When comparing our results to other studies, case series of allografts are of small patient numbers and there are few reported. Radiographic union, graft resorption, baseplate loosening, and infection are among the most important outcomes for allografting. Regarding radiographic follow-up, the most recent and complete series included 20 consecutive patients undergoing femoral head allografts in the primary setting [32]. Their average graft sizes were between 4 mm (2–8 mm) minimum and 15 mm (11–21 mm) maximum, which restored the joint line to a median of 5.7 degrees of retroversion. They reported a graft incorporation rate of 85%, with revision surgery required for the four patients who did not unite, although no further intervention was required in three patients with partial graft resorption.
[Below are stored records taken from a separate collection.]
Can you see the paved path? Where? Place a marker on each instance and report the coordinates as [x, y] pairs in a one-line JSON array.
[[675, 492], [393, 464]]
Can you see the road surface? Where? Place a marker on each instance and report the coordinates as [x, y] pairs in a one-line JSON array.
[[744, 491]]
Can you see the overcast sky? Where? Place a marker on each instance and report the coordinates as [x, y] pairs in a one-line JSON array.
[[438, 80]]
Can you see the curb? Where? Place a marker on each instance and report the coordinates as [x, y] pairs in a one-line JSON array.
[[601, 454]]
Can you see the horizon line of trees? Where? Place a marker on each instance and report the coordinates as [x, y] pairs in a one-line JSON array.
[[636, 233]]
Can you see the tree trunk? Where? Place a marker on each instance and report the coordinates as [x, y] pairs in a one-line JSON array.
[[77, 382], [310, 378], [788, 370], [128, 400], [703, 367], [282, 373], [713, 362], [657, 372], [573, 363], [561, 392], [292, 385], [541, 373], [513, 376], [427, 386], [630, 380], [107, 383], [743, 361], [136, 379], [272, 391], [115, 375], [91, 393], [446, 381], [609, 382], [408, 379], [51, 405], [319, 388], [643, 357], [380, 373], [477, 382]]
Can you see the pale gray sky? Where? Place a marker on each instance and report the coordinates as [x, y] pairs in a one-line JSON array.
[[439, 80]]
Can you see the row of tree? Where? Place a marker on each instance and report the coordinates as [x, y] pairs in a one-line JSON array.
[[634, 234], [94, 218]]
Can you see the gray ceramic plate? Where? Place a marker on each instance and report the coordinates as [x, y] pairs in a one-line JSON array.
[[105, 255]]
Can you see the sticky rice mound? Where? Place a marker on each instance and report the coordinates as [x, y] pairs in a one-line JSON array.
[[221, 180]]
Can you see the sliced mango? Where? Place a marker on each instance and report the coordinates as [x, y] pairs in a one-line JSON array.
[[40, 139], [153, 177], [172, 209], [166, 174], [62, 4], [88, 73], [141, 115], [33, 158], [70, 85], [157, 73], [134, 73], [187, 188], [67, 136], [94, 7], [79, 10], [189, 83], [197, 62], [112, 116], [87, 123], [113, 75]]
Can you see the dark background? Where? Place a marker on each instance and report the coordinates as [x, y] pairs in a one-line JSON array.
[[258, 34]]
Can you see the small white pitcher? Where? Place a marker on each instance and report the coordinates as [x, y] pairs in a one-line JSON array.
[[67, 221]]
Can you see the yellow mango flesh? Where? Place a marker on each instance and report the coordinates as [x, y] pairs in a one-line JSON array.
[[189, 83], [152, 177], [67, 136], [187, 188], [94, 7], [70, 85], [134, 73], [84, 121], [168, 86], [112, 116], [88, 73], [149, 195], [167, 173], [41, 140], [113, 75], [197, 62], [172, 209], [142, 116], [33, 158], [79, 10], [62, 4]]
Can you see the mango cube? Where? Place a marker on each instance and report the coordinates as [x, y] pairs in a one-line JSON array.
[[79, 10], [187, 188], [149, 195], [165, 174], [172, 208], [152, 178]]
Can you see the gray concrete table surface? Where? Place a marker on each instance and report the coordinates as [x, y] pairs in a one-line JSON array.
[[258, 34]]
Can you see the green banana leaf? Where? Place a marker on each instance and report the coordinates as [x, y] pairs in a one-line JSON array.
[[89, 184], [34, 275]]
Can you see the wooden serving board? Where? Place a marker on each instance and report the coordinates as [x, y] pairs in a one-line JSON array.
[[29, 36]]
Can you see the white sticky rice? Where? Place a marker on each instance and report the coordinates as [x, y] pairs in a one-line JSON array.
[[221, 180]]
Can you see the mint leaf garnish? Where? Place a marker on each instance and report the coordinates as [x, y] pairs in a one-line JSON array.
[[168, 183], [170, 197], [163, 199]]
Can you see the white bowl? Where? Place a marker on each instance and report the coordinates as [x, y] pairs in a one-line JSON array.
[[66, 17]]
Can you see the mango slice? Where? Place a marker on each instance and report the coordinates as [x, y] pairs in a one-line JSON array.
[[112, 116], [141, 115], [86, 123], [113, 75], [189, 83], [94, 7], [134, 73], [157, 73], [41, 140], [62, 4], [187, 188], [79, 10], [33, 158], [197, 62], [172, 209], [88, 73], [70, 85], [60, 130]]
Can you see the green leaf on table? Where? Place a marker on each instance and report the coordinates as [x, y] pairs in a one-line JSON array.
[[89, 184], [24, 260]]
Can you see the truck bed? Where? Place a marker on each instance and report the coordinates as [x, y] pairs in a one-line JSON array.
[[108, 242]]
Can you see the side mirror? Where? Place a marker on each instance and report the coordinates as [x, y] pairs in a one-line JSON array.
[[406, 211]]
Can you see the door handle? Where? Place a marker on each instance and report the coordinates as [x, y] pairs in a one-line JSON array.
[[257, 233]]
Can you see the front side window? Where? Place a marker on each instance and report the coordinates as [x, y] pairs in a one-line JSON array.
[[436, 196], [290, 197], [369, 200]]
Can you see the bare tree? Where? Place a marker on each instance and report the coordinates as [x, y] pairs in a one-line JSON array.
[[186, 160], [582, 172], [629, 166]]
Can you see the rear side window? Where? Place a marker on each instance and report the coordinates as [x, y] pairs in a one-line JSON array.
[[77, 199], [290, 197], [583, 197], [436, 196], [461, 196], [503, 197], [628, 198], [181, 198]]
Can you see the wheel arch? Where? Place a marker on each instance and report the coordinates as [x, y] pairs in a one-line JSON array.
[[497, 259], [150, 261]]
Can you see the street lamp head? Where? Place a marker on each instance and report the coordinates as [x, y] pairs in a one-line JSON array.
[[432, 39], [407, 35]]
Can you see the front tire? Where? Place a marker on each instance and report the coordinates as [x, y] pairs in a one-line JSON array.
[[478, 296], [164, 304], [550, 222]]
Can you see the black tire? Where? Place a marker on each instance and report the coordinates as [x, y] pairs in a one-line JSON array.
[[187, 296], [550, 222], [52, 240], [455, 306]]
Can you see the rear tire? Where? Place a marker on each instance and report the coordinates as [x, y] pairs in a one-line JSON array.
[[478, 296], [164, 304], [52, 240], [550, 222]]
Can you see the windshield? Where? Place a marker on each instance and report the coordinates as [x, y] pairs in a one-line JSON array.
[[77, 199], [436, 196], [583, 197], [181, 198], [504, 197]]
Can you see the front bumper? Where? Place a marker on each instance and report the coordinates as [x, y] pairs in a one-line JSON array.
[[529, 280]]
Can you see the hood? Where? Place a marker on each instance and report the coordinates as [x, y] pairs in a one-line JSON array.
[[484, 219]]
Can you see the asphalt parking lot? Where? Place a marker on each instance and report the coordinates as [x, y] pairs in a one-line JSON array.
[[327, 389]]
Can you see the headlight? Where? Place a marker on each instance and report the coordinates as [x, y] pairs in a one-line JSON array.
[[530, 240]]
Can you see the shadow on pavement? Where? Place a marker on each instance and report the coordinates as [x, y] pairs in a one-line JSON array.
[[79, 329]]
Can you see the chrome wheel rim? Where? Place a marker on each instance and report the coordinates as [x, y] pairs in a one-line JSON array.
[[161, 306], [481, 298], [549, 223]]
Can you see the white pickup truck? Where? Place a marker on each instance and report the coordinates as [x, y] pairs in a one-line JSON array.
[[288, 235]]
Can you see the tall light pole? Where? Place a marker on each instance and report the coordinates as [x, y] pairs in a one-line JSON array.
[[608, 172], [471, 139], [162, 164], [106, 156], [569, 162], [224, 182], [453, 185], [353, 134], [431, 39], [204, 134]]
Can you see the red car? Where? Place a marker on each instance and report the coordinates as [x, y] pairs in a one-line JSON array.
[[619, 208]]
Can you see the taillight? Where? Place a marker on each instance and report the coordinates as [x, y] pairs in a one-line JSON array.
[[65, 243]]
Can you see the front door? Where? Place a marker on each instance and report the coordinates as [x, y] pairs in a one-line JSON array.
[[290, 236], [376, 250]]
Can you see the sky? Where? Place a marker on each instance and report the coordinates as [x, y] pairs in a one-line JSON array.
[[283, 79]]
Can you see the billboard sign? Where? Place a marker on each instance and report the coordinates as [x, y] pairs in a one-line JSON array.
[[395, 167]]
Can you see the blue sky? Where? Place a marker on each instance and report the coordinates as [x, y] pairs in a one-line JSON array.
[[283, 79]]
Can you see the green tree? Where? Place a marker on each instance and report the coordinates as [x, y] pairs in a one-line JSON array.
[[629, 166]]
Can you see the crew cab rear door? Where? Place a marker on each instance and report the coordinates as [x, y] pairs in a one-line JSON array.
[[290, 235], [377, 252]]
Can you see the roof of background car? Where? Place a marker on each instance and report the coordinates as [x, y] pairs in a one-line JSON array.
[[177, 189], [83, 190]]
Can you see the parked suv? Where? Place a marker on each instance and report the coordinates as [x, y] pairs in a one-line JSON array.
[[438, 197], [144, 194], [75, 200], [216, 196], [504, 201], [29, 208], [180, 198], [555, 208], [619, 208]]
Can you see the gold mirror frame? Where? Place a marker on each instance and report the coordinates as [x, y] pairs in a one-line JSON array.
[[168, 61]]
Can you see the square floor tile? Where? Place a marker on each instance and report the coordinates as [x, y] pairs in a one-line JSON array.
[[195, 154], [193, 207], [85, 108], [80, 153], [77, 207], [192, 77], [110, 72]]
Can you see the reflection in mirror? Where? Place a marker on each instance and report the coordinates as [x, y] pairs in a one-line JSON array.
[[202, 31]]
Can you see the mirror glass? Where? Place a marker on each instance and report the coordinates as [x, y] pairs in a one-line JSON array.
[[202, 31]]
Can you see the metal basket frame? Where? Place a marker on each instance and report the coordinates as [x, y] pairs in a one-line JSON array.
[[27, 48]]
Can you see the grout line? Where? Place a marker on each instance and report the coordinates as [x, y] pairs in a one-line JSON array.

A series of 22 patients who underwent RSA with femoral head allografts before July 2016 showed similar graft incorporation rates of 82% at 1 year. This series included 13 revision surgeries, with two patients having radiographic evidence of non-union and one having complete graft resorption. Despite this, revision surgery was declined by all patients, including two who had frank loosening and migration of the baseplate [33]. Of interest, those with baseplate loosening had less correction of the RSA angle than those without baseplate loosening, and two acromial stress fracture non-unions occurred, one in conjunction with baseplate loosening and requiring no further intervention. One further series of both autograft and allograft patients showed high graft complication rates. In the six allograft patients, of which all were revision cases, two of the baseplates failed [34].

Infection following allografting occurred in two patients in the first case series, and allografting may have contributed to graft resorption and baseplate failure in one of the cases [32]. In the second and third series, no cases of infection were noted [32,34]. Our postoperative clinical outcome scores in our complex cases were comparable to the two case series, with an average constant score of 62 [32] and ASES of 70 [33] compared to our 58 and 73, respectively.

Despite some surgeons’ hesitancy with the use of bone allografts, due to doubts about its healing potential, our series has shown a high rate of graft healing and incorporation. We could attribute this to the compressive forces brought about by the RSA construct and the use of the 60-degree abduction brace, which negates shear forces on the baseplate-bone graft junction and subsequently helps maintain the compressive forces. We also strictly follow the 50% rule to ensure that the construct is stable, and this also facilitates the healing of the bone graft onto the native glenoid.

Although our series showed satisfactory outcomes and graft healing after the use of allografts for glenoid reconstruction, this study’s limitations included a relatively small sample size and mean clinical follow-up of less than 2 years from surgery. A bigger sample size and longer clinical follow-up are necessary to ascertain the long-term outcomes of glenoid grafting using allografts.

7. Conclusions

Varying degrees of glenoid bone defects are commonly encountered in RSA. Achieving successful outcomes requires an individualized approach and decision-making in glenoid reconstruction. The preoperative evaluation and classification of the glenoid defect, along with preoperative planning, guide the selection of the most appropriate glenoid grafting technique. Our findings suggest that structural femoral head allografts are a viable option for large glenoid defects when humeral autografts are unavailable or of poor size and quality. The use of composite grafts in this complex glenoid bone loss series has shown excellent clinical outcomes, with only an 8% graft resorption rate.